Help! Nothing works!
There are a few interesting quirks I encountered along the way. Check them out before giving up on parsers and taking out your regular expression hack tool.
My ErrorListener
Doesn’t Consistently Trigger
I am glad you asked. Take a look at the grammar above once more. See the EOF token? That’s a special magical token to tell the lexer to parse everything, and I mean this time for real, everything, no cheating. Lexer’s behaviour is somewhat odd. It tries so hard to find a token in user’s input that sometimes it goes too far and leaves out some trailing input as long as everything before it matched. I didn’t dig any deeper for a better explanation. If you have it, please let me know. However, adding EOF
to the end of your grammar should do the trick, and probably break some other things along the way 🙂
I Get a Wrong Token in Error Listener
So, your syntaxError method is triggered, but the token you get there is not the token you’re expecting. Say, you expected the Fruits token, but you got the Count token instead.
The problem lies in the Lexer again. The Lexer will try to match any of the rules against the input it has, without any knowledge of precedence of these rules – that’s Parser’s job. So, if you have a very liberal token, say: SomeRule: (\w+);
the Lexer will match some of your input according to that rule, but the parser will fail at that, because that’s not the rule it expected.
How do you solve the problem? Well, avoid very liberal rules if you can. If you cannot, as it’s probably the case, then hide liberal rules in lexing modes.
Lexing modes, essentially split your lexing rules into isolated namespaces or sublexers. Anything inside a sublexer is not visible to the main lexer. You can activate sublexers based on some trigger conditions. For instance, in our Fruits rule above, we can active the sublexer once an opening quote is encountered, and exit the sublexer, once the closing quote is encountered. And then we can move out the Fruits regular expression into the sublexer, thus avoiding a liberal lexing rule in the global lexing space.
This trick will ensure that you get the right tokens in your syntaxError
method.
Conclusion
Autocomplete functionality with Antlr4 turned out to be quite easy to implement and is very scalable in terms of differentiating between different autocomplete sources based directly on grammar rules.
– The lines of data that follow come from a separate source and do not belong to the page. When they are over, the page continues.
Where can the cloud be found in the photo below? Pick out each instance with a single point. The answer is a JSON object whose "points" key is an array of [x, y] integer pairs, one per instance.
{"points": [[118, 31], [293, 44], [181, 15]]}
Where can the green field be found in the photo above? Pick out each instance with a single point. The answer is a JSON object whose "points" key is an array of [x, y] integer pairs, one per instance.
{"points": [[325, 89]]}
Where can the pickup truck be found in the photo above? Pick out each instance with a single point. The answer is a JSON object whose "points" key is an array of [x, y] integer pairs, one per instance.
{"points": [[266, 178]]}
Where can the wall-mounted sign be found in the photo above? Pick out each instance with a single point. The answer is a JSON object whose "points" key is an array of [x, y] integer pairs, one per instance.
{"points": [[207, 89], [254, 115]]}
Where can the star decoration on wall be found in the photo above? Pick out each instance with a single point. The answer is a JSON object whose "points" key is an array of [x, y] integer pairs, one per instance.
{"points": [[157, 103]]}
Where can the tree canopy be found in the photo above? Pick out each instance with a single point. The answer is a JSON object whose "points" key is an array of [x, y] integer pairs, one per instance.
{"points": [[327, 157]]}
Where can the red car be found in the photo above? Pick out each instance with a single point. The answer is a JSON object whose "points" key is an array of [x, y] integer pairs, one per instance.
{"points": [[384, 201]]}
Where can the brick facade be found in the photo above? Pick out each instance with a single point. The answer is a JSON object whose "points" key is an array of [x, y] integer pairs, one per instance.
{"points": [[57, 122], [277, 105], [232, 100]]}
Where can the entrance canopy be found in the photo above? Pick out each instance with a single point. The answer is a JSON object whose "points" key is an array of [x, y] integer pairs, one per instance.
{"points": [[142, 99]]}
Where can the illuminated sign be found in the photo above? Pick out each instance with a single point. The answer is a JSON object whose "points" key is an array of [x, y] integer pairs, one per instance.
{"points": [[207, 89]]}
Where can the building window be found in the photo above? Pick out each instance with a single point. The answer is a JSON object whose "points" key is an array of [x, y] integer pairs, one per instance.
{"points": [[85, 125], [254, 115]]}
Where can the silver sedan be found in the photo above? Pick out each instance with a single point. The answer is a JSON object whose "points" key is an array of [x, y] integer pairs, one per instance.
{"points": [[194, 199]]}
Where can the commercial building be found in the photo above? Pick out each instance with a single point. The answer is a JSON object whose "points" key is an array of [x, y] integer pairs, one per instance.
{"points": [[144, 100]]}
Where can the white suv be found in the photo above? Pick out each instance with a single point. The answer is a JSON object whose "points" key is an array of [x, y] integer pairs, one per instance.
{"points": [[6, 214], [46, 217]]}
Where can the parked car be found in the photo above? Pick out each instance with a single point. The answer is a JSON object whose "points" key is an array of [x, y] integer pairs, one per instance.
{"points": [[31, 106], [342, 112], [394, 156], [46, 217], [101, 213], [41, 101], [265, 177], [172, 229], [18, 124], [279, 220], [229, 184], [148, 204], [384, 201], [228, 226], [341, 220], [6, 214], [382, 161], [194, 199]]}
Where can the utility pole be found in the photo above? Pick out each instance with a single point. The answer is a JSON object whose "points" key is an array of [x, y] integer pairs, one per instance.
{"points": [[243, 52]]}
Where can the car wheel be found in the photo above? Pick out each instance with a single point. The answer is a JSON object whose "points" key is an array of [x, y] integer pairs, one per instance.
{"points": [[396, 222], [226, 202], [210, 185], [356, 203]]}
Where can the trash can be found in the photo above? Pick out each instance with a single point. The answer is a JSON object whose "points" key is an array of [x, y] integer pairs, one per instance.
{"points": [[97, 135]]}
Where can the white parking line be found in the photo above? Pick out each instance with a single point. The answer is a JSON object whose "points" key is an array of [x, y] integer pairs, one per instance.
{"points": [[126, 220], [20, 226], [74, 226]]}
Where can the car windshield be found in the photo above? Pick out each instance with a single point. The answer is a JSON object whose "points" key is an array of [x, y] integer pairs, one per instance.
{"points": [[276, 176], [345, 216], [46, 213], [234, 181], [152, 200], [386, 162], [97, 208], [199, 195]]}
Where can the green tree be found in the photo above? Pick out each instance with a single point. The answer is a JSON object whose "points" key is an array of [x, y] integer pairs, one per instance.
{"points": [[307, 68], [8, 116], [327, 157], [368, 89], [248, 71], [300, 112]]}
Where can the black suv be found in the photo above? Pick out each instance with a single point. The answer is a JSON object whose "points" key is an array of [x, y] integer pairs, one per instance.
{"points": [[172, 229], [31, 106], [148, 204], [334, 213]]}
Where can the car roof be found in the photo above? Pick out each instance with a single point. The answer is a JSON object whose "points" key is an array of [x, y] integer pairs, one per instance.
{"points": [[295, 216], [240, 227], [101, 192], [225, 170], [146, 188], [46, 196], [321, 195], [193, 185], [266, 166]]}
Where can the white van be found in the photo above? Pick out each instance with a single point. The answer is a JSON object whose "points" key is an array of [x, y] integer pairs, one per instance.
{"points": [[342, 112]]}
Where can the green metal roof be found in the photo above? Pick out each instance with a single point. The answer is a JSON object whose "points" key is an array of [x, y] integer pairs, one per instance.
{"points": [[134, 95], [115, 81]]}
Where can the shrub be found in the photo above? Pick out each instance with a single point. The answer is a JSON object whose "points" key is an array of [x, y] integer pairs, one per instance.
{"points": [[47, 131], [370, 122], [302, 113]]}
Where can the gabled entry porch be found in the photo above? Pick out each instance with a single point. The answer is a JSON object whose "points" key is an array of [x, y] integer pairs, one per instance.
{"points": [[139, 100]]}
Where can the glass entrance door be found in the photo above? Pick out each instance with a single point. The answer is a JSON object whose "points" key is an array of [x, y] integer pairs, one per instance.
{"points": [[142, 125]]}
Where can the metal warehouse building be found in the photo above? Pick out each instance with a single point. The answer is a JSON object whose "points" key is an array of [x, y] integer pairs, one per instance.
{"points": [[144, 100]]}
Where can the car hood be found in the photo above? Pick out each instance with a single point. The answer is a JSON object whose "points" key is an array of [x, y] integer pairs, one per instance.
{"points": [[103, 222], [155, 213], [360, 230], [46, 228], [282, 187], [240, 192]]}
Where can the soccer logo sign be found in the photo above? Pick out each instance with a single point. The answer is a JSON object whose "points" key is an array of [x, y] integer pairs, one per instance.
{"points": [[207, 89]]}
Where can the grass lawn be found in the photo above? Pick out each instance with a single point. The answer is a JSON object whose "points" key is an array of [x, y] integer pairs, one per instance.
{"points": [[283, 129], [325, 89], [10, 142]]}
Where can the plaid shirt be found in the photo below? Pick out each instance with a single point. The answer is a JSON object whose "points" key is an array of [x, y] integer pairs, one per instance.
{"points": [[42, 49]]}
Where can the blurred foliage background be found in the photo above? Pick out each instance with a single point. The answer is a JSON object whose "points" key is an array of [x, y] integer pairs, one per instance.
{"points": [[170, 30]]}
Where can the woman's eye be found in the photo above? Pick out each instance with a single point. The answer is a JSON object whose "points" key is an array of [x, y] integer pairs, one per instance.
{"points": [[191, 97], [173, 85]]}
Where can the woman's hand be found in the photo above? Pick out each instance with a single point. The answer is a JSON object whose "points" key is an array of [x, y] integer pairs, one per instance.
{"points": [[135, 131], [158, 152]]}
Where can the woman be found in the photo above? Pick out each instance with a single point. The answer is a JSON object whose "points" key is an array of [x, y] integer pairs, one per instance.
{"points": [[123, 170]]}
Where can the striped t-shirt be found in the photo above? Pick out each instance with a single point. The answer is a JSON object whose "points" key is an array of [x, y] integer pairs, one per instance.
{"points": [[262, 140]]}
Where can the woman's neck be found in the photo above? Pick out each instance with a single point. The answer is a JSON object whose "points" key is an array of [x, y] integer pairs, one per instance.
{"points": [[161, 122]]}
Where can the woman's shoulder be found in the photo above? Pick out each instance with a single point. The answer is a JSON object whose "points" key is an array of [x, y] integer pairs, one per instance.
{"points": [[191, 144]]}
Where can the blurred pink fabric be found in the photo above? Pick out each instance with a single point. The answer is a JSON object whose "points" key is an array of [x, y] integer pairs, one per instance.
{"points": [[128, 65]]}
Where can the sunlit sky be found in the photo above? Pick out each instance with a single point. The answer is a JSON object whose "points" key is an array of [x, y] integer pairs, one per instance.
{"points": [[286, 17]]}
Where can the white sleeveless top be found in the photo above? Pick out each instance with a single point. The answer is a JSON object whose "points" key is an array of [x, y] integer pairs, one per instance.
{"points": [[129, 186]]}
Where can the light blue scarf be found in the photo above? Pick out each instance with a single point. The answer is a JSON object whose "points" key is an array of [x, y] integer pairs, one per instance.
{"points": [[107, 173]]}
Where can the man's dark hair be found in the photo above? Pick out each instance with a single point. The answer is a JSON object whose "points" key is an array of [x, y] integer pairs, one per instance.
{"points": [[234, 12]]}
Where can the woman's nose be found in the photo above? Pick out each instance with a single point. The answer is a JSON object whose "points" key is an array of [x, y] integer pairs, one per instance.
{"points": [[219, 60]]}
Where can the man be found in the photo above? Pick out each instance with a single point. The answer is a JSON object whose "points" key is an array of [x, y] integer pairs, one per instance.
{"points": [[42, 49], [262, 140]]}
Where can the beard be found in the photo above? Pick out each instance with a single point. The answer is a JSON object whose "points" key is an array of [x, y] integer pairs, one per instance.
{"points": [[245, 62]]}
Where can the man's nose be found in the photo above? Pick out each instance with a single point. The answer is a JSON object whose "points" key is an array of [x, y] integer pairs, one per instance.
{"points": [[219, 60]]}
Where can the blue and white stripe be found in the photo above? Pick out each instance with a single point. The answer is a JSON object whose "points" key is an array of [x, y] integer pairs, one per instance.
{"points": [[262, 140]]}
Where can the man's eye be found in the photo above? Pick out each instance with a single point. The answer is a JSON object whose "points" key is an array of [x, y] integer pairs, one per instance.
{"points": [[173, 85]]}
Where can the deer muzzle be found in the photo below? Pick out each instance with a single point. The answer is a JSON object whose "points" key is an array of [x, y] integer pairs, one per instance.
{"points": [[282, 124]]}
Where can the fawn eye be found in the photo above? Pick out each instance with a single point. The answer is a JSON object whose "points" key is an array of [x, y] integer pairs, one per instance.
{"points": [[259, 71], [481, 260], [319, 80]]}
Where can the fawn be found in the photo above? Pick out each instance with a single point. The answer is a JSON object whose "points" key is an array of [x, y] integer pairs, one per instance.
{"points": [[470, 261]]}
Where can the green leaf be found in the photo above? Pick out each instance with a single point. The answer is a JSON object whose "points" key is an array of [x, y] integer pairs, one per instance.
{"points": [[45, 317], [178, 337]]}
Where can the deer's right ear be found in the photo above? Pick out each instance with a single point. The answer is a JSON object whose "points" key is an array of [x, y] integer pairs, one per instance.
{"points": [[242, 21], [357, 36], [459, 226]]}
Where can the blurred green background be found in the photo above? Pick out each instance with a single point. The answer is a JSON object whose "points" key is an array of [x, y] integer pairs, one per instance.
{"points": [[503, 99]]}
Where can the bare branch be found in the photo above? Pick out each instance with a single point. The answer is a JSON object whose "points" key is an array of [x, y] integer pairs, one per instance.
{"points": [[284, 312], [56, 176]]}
The entire autocomplete logic resides right in the browser which provides you with flexibility to trigger autocomplete as you see fit. On the other hand, Antlr4 ships other language targets, meaning, that if there is ever a need, autocomplete functionality can easily be moved to the server side. This can prove to be useful, should your grammar grow in size and complexity and the frontend is not performant enough to cater for those needs, or if you are willing to keep your parser completely closed source.